Most of us living in civilized societies generally operate on the assumption that in international affairs, as in everyday life, politics should be predicated on the fundamental premise that people do matter. Needless to say, that assumption is not always upheld by nations and the men who lead them.
That is precisely what we are witnessing today because of the gulf crisis. Industrialized nations and their allies in the region have moved in a lock step since August in protest against Iraq's invasion and occupation of Kuwait. They have participated in a United Nations embargo against Iraq.They have, however, woefully failed to give adequate recognition to the fact that economic embargoes, like toss-away insults in daily life, can create lasting wounds on innocent victims.
Jordan has been wounded grievously because of the Persian Gulf crisis. Jordan has joined the international community in implementing U.N. sanctions on Iraq - which was, until recently, our biggest trading partner.
Ironically, now we find ourselves bearing the tragic, and unsustainable, burden of being on the "right side."
The Ripert Report, which was commissioned by the U.N. secretary general not long ago, said that Jordan's losses for 1990-91 would be at least $5.2 billion.
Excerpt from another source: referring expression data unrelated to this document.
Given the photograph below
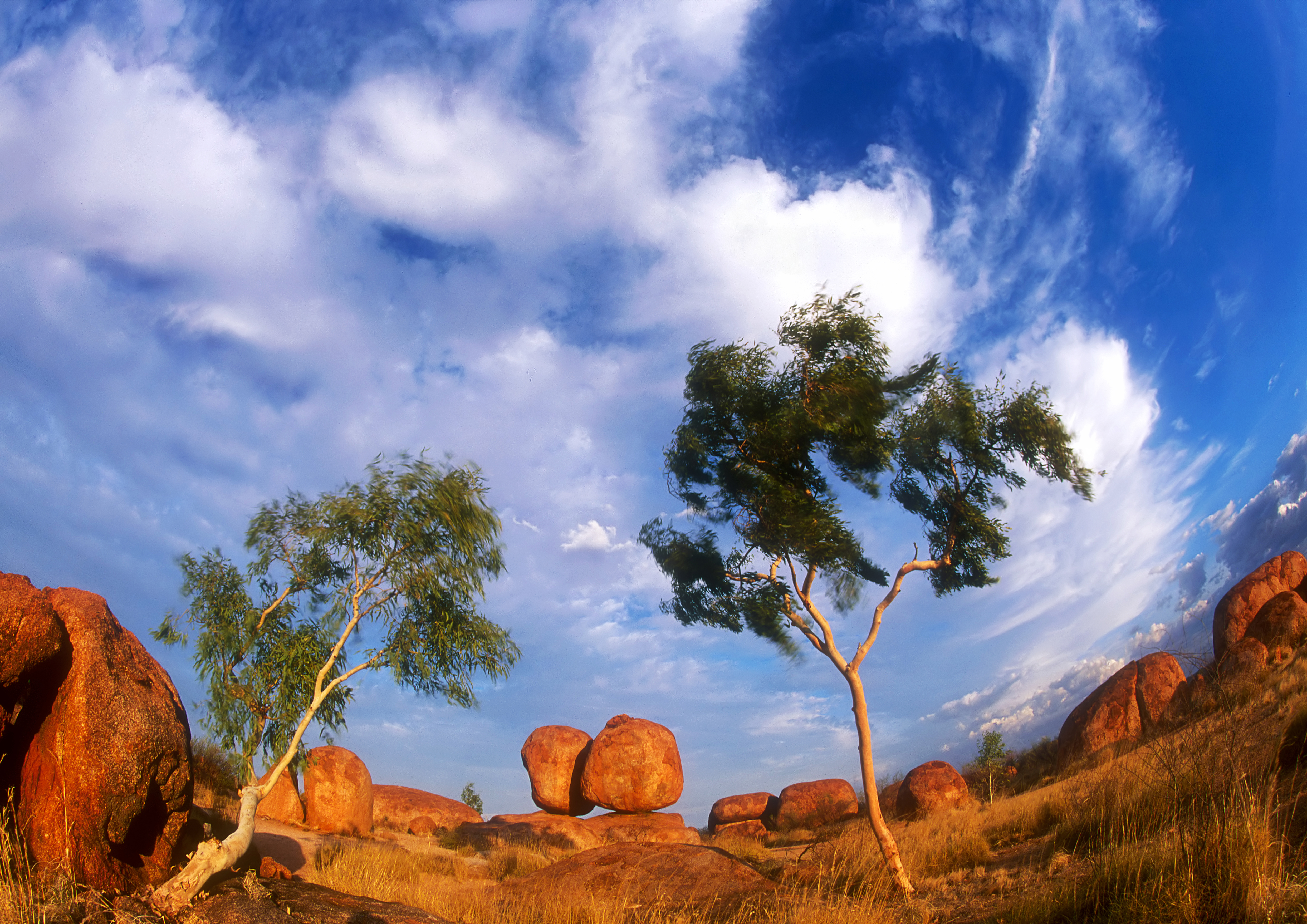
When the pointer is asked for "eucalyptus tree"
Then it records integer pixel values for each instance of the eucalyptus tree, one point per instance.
(406, 553)
(752, 457)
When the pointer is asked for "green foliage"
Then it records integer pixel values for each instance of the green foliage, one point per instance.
(472, 799)
(757, 440)
(408, 551)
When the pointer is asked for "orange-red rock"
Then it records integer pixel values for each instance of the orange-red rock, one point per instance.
(1241, 604)
(664, 828)
(650, 876)
(93, 736)
(543, 828)
(395, 808)
(338, 793)
(731, 809)
(283, 804)
(931, 787)
(743, 829)
(555, 757)
(808, 805)
(1281, 625)
(633, 766)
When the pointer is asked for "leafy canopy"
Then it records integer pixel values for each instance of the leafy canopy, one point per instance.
(407, 551)
(751, 450)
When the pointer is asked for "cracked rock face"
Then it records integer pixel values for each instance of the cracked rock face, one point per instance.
(93, 736)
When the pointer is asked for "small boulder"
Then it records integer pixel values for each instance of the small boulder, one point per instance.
(810, 805)
(650, 876)
(731, 809)
(633, 766)
(932, 787)
(743, 829)
(546, 828)
(283, 804)
(95, 740)
(555, 757)
(338, 793)
(1242, 603)
(663, 828)
(395, 808)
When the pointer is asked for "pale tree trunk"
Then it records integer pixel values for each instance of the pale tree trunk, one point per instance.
(889, 849)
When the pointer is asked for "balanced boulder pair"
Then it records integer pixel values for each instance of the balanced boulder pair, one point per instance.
(630, 766)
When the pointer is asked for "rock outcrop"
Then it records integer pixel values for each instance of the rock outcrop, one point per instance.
(338, 793)
(555, 757)
(93, 738)
(1242, 603)
(633, 766)
(650, 876)
(284, 803)
(396, 807)
(808, 805)
(734, 809)
(1130, 704)
(935, 786)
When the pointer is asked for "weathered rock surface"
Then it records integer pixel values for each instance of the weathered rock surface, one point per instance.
(555, 757)
(1241, 604)
(748, 807)
(93, 736)
(752, 828)
(633, 766)
(935, 786)
(546, 828)
(284, 803)
(338, 793)
(808, 805)
(663, 828)
(280, 901)
(1134, 701)
(1280, 625)
(649, 875)
(395, 808)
This figure does not include losses of assets and savings by Jordanians living in Kuwait, which could add another $3 billion. Jordan thus stands to lose as much as 60 percent of its gross national product.
Other factors include the loss of jobs and assets of Jordanians previously employed in the oil-rich Persian Gulf; the cost of resettling the returnees in Jordan; monumental increases in the price of oil; and the demographic transfer into Jordan of new numbers of Palestinians.
Plainly put, there is a limit to what can be endured by Jordan. We can hardly cope with our current burdens, let alone with the nightmare of a mass demographic transfer.
How has the world community responded to our pleas for assistance? At best, feebly. Although the extent of Jordan's economic losses has been well-documented by a number of international agencies, we have received less than $200 million in aid.
We recognize, of course, that in international affairs - as often in everyday lives of ordinary people - there are wheels within wheels that account for the actions of nations and their leaders.
No doubt that our economic burdens would be lighter, and some of our debts would be forgiven, had Jordan been less consistent in keeping open channels of communications in pursuit of a peaceful solution to the gulf crisis.
We are clearly paying the penalty for subscribing to our time-honored principles of moderation and discourse. The question now is, how long can we afford paying that price? The question also is, does anybody out there really care what happens to Jordan?
For a country such as Jordan, which does not possess revenue-generating natural resources like oil and natural gas, survival - let alone accelerated economic development - depends on the support and cooperation of the international community.
But that community hasn't accommodated us lately, even though Jordan believes it has more than shown its spirit and strength in the common cause of peace.